Carolina Mendonça Guimarães

Efeitos do Tratado de Westhalia na atual guerra do Oriente Médio entre Israel e Palestina

Carolina Mendonça Guimaraes de Alencar Meneses

Em 1648, foi firmado o Tratado de Westphalia que pôs fim à Guerra dos Trinta Anos, um conflito travado entre nações europeias, sobretudo por razões religiosas, o qual é frequentemente apontado como o marco zero do sistema internacional moderno, baseando-se na soberania estatal e na não intervenção nos assuntos internos dos estados. Segundo Mazzuoli (2023, p. 46), a Paz de Westphalia foi um “divisor de águas” que permitiu o desprendimento de regras fundamentais que passaram a presidir as relações entre os Estados europeus, reconhecendo princípios e normas que, teoricamente, definem as relações internacionais até os dias de hoje. Entretanto, o conflito atual entre Israel e Palestina revela a complexa interação e contradição desses princípios estabelecidos pelo Tratado de Westphalia com as dinâmicas de reivindicações territoriais e intervenções
externas que hoje são observadas não só na “Terra Santa” como também
em todo o Oriente Médio.

Veja-se que, influenciado pelo Tratado de Westphalia, o conceito de soberania estatal implica que cada estado tem autoridade exclusiva sobre seu território e as pessoas nele, sendo uma das características que compõe o Estado Moderno. Para Mazzuoli (2023, p. 46 apud Brierly, 1954, p. 7-8):

 

Esse tipo de Estado, desenvolvido a partir da reforma protestante e dos tratados de Westfália, deu origem à chamada doutrina da soberania (que já contava com sua formulação teórica desde 1576, no De Republica de Jean Bodin), segundo a qual a força capaz de agregar seres humanos em um dado território é a unidade do poder (summa potestas), sem a qual o Estado seria – na expressão de Bodin – como um “barco sem quilha”.

 

No contexto do conflito Israel-Palestina, ambos os lados reivindicam o direito à soberania sobre determinados territórios. Israel, estabelecido como um estado soberano em 1948, controla terras que os palestinos reivindicam para a formação de seu próprio Estado.

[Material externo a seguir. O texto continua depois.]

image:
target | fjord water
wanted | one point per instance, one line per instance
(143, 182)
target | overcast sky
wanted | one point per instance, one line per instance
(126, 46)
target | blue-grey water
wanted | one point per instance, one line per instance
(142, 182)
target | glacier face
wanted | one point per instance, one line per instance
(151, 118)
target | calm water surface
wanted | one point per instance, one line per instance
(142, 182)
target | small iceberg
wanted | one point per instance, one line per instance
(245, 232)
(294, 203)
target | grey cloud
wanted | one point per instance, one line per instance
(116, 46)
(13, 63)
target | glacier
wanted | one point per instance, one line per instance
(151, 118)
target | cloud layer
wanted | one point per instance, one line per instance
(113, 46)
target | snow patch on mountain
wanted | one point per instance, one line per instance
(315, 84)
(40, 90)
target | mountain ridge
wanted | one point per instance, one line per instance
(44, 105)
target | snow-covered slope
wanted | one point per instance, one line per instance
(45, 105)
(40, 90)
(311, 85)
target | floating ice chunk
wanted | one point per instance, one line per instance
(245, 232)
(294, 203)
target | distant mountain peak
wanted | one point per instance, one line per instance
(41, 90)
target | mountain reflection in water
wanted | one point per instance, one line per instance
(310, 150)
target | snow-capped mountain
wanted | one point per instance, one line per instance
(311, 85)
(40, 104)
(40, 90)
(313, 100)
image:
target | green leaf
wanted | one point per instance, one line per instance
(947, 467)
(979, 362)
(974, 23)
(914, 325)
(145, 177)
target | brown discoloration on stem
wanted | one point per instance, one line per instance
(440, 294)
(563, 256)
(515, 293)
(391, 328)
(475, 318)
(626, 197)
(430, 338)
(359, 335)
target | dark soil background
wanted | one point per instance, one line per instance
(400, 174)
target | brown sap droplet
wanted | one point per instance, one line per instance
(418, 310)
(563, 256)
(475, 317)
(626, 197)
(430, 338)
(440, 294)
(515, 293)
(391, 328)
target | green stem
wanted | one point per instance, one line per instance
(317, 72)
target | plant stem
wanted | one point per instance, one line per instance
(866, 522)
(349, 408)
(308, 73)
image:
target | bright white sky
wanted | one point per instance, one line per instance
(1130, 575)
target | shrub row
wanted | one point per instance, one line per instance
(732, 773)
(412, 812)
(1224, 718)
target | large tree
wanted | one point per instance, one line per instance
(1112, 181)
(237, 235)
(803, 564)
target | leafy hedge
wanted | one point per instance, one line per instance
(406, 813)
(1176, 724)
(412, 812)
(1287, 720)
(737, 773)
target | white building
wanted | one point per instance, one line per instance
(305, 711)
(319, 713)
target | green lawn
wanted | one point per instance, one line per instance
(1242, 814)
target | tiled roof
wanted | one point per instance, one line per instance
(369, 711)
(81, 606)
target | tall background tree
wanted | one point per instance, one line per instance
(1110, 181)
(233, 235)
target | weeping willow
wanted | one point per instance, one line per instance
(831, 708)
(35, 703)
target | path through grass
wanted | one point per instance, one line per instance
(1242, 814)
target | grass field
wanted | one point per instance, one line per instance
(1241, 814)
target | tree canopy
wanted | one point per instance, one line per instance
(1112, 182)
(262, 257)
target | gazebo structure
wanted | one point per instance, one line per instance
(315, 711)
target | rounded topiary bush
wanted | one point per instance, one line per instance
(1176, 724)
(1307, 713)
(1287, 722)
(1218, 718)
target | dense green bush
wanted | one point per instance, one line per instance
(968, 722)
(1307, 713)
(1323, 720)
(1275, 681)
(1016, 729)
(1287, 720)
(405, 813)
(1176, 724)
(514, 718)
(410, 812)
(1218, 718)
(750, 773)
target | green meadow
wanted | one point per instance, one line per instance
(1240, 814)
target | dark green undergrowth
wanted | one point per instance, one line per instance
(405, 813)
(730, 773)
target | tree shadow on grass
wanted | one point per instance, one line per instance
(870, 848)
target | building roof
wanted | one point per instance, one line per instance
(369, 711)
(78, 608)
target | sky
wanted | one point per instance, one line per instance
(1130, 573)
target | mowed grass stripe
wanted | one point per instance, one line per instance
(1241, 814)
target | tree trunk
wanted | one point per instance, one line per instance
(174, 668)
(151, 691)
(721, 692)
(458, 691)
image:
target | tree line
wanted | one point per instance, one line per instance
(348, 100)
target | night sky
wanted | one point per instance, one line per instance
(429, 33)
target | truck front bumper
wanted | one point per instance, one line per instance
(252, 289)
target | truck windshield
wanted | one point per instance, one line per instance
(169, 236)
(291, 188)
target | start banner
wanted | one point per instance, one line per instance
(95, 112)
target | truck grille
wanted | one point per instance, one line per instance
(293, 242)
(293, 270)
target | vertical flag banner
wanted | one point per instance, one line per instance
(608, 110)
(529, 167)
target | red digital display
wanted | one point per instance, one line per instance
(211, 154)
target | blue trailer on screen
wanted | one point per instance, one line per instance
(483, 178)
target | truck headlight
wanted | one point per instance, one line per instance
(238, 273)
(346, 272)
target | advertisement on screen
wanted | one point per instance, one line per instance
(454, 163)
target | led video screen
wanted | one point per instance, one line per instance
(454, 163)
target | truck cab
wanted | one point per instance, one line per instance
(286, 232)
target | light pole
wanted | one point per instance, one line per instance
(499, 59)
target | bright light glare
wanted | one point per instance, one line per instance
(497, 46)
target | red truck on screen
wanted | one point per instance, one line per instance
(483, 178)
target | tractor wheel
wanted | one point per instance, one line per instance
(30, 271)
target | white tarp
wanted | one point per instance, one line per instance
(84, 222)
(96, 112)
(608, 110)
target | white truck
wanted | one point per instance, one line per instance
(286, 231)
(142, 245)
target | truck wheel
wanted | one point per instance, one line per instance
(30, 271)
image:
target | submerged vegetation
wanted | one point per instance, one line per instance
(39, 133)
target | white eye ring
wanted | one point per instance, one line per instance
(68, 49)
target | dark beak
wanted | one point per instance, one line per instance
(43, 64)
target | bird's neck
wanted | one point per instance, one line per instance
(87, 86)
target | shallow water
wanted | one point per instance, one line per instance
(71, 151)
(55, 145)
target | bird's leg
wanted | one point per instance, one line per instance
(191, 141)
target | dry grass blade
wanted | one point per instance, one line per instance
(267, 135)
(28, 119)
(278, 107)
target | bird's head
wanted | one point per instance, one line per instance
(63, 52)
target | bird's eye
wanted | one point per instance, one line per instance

Assim, nota-se que a soberania estatal, nascida da Paz de Westphalia, se relaciona com as reivindicações territoriais de Israel e Palestina na medida em que trata-se de um dos objetos de disputa entre as duas nações frente às realidades de reivindicações nacionais e identitárias conflitantes. Paralelamente, entende-se que o conflito não se limita apenas às nações mencionadas. Segundo Seitenfus:

 

O discurso que defende o paradigma da soberania, inspirado nos primórdios de Vestefália, apresenta grande atualidade nos países do Sul. As pressões exercidas pelo exterior são apresentadas como neocoloniais, desrespeitosas do domínio reservado e da independência dos Estados.

 

Apesar do autor referir-se de forma ampla aos ditos “países do Sul” de forma análoga pode ser aplicado aos conflitos do Oriente que de forma reiterada e contínua, vem sendo influenciados por atores externos à sua política e cultura. A interferência de atores externos no conflito Israel-Palestina contradiz diretamente o princípio de não intervenção estabelecido pelo Tratado de Westphalia. Diversos países e organizações internacionais tê tomado partido, fornecendo apoio político, econômico e, em alguns casos, militar para Israel ou à Palestina. Um exemplo disso é o próprio Irã que tem apoiado de forma militar os ataques contra Israel. O Dr. Amit Chamoli (2024, p. 781) aponta que:


O Irã está apoiando completamente o Hamas, a prova disso é que comemorações foram feitas no Irã depois dos ataques realizados pelo Hamas. O apoio total do Irã ao Hamas tem aumentado a força do Hamas, fazendo-o capaz de atacar Israel. (…) O Irã tem providenciado suporte militar assim como assistência econômica para o Hamas no passado, para que em tempos de guerra, não haja falta. (…) Junto com o Irã, o Líbano (…) e muitos países mulçulmanos são vistos se unindo.

 

A intervenção tem inflamado o conflito, o que pode, a longo termo, dificultar esforços de paz e dificultar o descobrimento de soluçõe baseadas no respeito mútuo pela soberania e pela autodeterminação dos povos.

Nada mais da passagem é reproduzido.